I am a vegan and love all animals and often rescue injured birds so using in humane / kill traps and poison is not an option.

Basically I am presently sharing my house with house mice. My house is 3 stories and one mouse has been spotted on each level and droppings found on all three levels.
I have never spotted more than one mouse at a time and don't find many droppings so I am pretty sure I don't have an infestation, probably (hopefully ) a small family of house mice.

I don't have a cat but I do have a clean house with no food available as it is stored in mouse proof cupboards and containers. I have blocked up holes with wire wool, but my house is very old and big so finding and blocking up all holes is a huge undertaking for me. Plus I know these little guys can squeeze through the tiniest of holes and cracks !!

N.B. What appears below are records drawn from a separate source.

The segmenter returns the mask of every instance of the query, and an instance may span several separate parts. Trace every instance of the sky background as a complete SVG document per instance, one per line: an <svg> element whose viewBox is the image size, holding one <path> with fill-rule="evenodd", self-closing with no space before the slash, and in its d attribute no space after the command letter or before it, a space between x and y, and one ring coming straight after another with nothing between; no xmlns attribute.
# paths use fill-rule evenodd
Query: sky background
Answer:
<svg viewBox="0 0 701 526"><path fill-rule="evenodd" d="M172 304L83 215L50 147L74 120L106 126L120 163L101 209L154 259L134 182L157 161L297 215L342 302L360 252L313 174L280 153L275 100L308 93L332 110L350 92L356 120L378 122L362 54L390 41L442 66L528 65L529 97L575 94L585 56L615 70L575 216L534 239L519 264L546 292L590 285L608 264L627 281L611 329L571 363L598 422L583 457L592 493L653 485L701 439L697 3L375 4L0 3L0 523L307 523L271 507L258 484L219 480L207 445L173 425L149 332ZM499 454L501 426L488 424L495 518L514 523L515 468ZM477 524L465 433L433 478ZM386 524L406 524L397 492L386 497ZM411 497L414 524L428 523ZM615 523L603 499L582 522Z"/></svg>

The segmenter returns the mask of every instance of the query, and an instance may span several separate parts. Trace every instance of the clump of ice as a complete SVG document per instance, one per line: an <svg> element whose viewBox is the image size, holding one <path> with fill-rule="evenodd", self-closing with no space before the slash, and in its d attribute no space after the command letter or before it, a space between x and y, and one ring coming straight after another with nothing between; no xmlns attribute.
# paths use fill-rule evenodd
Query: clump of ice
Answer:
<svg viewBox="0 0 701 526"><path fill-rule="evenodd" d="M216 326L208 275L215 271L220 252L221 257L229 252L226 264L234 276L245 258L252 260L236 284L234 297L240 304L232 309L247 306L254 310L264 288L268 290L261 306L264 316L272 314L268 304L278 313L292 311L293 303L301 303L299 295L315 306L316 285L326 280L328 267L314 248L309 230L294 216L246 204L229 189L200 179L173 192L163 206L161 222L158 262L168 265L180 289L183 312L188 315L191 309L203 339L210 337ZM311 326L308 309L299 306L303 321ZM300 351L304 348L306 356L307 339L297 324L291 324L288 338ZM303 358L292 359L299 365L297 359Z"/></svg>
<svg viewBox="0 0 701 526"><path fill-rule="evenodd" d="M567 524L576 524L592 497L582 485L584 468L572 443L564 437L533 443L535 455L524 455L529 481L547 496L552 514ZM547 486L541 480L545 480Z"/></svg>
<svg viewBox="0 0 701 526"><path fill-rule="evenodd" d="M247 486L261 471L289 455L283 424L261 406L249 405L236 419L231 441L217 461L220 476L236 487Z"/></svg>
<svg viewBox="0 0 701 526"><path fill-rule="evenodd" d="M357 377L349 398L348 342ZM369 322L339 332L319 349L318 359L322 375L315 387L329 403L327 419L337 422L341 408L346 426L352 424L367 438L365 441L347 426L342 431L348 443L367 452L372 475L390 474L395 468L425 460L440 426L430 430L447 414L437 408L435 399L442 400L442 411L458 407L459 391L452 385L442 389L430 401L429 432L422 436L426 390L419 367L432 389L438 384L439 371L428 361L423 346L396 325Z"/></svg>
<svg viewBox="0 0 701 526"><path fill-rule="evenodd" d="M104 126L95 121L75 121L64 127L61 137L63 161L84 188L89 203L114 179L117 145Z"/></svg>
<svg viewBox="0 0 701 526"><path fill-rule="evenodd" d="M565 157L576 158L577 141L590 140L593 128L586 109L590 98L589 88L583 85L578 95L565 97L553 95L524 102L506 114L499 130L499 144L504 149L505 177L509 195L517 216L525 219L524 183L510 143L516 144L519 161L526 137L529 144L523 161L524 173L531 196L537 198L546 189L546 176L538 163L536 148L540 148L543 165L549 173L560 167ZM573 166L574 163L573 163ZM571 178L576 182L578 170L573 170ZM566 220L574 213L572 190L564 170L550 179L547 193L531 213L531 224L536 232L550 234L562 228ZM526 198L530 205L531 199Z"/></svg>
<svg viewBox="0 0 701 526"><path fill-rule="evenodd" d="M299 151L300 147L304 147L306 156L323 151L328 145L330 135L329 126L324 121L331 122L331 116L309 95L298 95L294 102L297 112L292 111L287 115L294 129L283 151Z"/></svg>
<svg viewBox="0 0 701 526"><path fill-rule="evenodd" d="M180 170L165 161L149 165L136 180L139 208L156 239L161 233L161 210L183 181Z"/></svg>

Even though there is limited food available for them my house does obviously provide warmth and shelter for them as it is approaching winter time.

I read on the internet that mice don't like the smell of peppermint oil and it is even sold as a mouse repellent product. So I bought 500ml of peppermint oil and placed it liberally on cotton wool balls then placed them around all the areas I found droppings.
My house smelt like a Polo Mint factory (lol)!!

I also found their nest in my boiler cupboard and put a lot of peppermint oil in there too for good measure. Unfortunately it hasn't really worked and I did find some new droppings on the cotton wool balls so they are probably having a good old laugh at my expense (lol)!!!

As I said further up using in humane / kill traps and poison is not an option.

I saw a very kind man on YouTube use humane "Trip Traps" to catch the mice in his garage and then added each one to a mouse cage until he had about 4 mice than he released them all together in a near by wooded area.

I like this idea as if they are a family you are not separating them all up and not releasing just one by itself at a time all their own. Worse case you do split the family but they are not all on their lonesome out there.

However due to the size of my house I could have more than one family living in my house? I therefore might put two dominant males together by accident who might fight? Not Good.

My other concern is from looking online I understand that wild mice (non house mouse) may out compete them and the house mice could die in their new less than perfect environment.

Could you please share your thoughts on the below:

Is catching and releasing in the wild cruel as they will starve to death?

If it is o.k to catch and release am I best to catch a few and release together as mentioned above or is catching and releasing one at a time o.k do you think? Is it cruel?

Should I catch and keep them as pets? But I have no previous experience keeping mice and I would have to get them sexed and sterilized? This way they would all die of old age and not reproduce. Plus they would be well fed and live a confined but happy comfortable lives.

I really am lost and not sure what I should do here, please do help me if you can.

Thank you so much for reading my post and for any help you may be able to pass my way.

Take care.
Bob.


----------



## SarahC (Oct 3, 2008)

so much to cover.Are you in the UK?If so there are two sorts of mice that are commonly encountered, house mice and field mice.Both are wild but house mice prefer to co-exist alongside humans.Field mice won't out-compete them,they are the less vigorous species. I think you could easily accommodate female house mice in a semi-natural decent sized enclosure.Personally, I think neutering wild males would be excessively traumatic and result in high mortality.I wouldn't do it but it is a matter of individual ethics.Mice need three things to thrive.Cover,food and somewhere to raise their young.Those things are found around people rather than in fields so you would need to think about that before releasing.The very best thing to do would be to deprive them of those things in your house and surroundings so that they move on.Where is the food coming from?A neighbor,a bird table?How are they getting back and forth from the food supply,does your brickwork need repointing?Can you leave their preferred nesting areas exposed and remove material to make nests with?Deprivation of the key elements is a must for someone as sensitive towards animals as you.


----------